Dekadan:
1. XIX. yüzyıl sonlarında Fransa'da natüralistlere karşı çıkan sembolizm akımına öncülük etmiş olan sanatçı
2. Edebiyatta, sanatta yozlaşma, gerileme
Tecessüm:
1. Boyut kazanma, cisimlenme
2. Görünmeye başlama, belirme
3. Göz önüne gelme, canlanma
Kullanımı:
Muhattapları çağdaşları olan wilde, muhattapları gibi kendini de ciddiye almayarak sükseli hayatını, eleştirel tavrını, dekadanlığını ve humorunu alkışlar ve tezahüreatlar eşliğinde sürdürdü.

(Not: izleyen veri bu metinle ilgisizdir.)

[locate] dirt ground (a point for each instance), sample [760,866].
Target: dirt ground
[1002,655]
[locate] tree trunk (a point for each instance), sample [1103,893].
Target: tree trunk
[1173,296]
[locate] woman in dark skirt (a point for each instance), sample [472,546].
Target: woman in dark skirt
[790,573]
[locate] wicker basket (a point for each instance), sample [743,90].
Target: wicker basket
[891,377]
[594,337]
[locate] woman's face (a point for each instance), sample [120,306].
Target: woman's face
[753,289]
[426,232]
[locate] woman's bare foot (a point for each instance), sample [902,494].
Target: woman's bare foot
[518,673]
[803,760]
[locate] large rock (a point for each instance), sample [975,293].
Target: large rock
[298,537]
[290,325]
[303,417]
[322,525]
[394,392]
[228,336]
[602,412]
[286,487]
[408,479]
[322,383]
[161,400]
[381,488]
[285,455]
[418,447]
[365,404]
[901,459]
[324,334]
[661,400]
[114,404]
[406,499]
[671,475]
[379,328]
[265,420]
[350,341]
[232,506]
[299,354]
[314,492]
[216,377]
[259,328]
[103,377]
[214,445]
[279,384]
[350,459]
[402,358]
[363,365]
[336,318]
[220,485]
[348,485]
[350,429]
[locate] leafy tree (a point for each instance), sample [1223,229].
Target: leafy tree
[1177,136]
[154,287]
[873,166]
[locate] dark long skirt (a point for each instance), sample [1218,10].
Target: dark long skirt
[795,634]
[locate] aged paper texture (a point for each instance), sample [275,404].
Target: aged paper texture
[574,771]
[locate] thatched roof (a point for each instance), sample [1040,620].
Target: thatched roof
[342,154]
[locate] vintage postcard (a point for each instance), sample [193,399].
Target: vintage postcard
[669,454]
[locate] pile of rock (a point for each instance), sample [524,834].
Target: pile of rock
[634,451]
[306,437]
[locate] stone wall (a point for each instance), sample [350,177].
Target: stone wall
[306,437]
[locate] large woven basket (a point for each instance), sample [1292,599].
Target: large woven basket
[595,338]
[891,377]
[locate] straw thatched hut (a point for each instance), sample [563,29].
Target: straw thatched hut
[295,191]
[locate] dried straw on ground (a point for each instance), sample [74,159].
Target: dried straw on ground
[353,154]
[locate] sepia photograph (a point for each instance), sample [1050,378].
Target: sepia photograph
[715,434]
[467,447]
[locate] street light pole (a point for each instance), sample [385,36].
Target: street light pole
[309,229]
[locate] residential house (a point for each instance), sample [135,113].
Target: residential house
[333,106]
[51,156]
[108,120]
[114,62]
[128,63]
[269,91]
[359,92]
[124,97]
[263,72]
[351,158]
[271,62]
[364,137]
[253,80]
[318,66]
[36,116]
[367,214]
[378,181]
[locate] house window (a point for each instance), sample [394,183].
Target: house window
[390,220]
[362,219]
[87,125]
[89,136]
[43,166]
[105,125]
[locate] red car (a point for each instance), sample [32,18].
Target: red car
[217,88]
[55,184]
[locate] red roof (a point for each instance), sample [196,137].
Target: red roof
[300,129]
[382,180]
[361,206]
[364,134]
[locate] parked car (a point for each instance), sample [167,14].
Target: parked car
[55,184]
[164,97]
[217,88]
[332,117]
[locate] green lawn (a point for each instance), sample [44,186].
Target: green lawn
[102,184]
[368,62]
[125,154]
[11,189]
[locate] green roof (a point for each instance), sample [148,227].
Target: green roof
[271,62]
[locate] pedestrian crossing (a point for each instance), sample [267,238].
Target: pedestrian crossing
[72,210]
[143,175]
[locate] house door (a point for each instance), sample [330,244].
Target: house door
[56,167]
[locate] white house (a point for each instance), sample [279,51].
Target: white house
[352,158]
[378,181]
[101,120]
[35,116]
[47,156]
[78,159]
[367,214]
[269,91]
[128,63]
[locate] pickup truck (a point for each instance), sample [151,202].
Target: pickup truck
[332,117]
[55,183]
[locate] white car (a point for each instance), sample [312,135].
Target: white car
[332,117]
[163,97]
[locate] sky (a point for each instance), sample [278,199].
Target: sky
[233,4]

Komedya ile tragedyanın ayrılmaz diyalektik birliğinin tecessüm ettiği o anda, wilde’ın kısa hayatının ikinci ve eşcinselliği bahane edilerek son perdesi sahnelenmeye başlar.
Enstantane:
1. Bu yöntemle çekilen fotoğraf
2. Bir anda olan
3. Işıklama süresi saniyenin 1/25'i veya daha kısa olan hızlı bir hareketi çekme yöntemi.
4. Şipşak
Kullanımı:
Bu tercihle ortadan kalkacağı sanılan gerilim, Rulfo’nun deklanşöre basar gibi yakalayıp dondurduğu bölük pörçük enstanteleri ard arda sıralamasıyla dayanılmaz bir hal alır.
Dikotomi:
1. Klasik ikilik
2. (Yun. dichia: ikili; temnein: kesmek) İki eşit parçaya ayrılmak üzere büyüme noktasından ikiye bölünerek dallanma.
3. İkiye ayırma
Kullanımı:
Bütün dikotomiler gibi dinamitlenmesi gereken bu aşırı değer yüklü keyfi ayrımın insanlığa bedeli çok ağır olmuştur.
Kabala:
1. Yahudilerde, yazılı olarak konulmuş olan Tanrı kanunlarının yanında, ağızdan ağıza geçen din buyruklarının, İbrani felsefesinin ve efsane yazılarının bütünü.
2. Bu öğretinin yandaşlarının bütünü.
3. Doğaüstü varlıklarla ilişki kurma sanatı.
4. Götürü, toptan.
5. (İbr. Kabbalah - alınmış şeyler; gelenek) Yahudilerin yazılı olarak konulmuş olan Tanrısal yasaları yanında ağızdan ağıza geçen dinsel buyrultuları. İbranî felsefesinin ve söylence (mithos) yazılarının toplamı. // Tarihleri kesin bilinmiyor; en eskisi (8. ya da 9. yüzyıl) evrenin yaratılışı ile ilgilidir.
Kullanımı:
Foucault Sarkacı ise kabalacı, Simyacı, ve hermetik doktrinlerle bezenmiştir.
Saudade: Latin tarzı ritimlerde uzmanlaşmış Amerikan caz grubu
Kullanımı:
Lizbon'un saudadesi ile tanışınca Pessoa'nın ruhunu kendi içimde hissediyorum.